Ever since I joined the Initiative on Neuroscience and Law, I’ve had a growing interest in big data analysis. With so much information being digitized — whether it’s criminal records, government documents, or historical archives — researchers can engage with old resources in new ways and ask questions on scales previously unimaginable. Though I’m not too vocal about it here (yet), right now I’m working to apply what I’ve learned at the Initiative to the Library of Congress’ “Chronicling America” archives. This crossing of fields, for those who are curious, is called the “Digital Humanities.” (If you’d like to know more, I suggest checking out the historian Dan Cohen’s blog. Fred Gibbs also has a helpful introduction to historical data analysis here).
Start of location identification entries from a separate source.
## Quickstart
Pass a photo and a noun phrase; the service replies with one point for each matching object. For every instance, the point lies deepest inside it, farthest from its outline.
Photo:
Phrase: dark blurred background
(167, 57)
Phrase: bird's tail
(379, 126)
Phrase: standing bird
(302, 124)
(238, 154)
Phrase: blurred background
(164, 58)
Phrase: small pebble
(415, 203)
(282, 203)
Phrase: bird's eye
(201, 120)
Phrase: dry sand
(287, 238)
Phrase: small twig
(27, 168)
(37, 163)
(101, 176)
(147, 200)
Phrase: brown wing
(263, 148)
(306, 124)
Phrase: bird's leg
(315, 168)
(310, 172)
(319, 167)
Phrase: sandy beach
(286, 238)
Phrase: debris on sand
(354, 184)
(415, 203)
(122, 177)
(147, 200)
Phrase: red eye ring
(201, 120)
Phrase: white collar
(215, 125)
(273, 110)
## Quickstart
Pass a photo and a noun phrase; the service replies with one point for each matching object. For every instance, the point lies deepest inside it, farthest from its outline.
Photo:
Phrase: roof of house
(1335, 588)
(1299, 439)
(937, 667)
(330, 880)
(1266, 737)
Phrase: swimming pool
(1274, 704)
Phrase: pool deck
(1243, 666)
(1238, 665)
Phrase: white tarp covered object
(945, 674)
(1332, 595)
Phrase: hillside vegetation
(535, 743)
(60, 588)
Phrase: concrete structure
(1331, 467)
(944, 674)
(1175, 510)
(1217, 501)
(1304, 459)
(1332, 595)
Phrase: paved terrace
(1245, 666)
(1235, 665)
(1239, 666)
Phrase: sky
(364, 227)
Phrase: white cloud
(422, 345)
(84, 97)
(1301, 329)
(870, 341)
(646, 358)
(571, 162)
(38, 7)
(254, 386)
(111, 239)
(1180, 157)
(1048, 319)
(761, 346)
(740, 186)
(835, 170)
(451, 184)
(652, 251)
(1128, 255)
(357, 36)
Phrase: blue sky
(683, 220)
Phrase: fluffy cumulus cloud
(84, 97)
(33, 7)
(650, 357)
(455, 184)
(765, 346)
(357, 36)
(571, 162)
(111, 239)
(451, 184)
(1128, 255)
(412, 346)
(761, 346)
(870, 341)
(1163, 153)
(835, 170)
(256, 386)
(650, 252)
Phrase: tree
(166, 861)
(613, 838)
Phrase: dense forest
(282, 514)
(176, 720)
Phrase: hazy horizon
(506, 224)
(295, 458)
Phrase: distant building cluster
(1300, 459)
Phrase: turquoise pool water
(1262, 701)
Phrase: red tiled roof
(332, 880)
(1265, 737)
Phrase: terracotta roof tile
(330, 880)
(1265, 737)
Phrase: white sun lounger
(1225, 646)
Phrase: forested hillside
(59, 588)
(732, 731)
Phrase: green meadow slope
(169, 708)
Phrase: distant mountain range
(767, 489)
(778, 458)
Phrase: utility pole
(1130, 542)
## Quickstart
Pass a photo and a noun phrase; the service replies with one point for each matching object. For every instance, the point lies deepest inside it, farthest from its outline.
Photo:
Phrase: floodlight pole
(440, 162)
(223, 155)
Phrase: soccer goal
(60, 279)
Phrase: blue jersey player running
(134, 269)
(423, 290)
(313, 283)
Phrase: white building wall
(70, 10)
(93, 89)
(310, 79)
I won’t reveal any of my graphics here (I’m saving them for a future post), but here’s an example of the Digital Humanities that everyone’s familiar with: Word clouds. Technically, these were possible before the digitization of famous works, but it’s the kind of work that required
slave labor teaching assistants. The following I put together in a few minutes using Project Gutenberg and Wordle.
This is Sinclair Lewis’ Main Street (1920):
Now, even though all of this big data talk is just an excuse for me to post word clouds, I see in each of these one thing: Opportunity. Imagine doing this same work with thousands of books and newspapers. Imagine tracking keywords across time to measure the political trends of in a community (or state or country). We can! We are!
Every researcher ought to be salivating.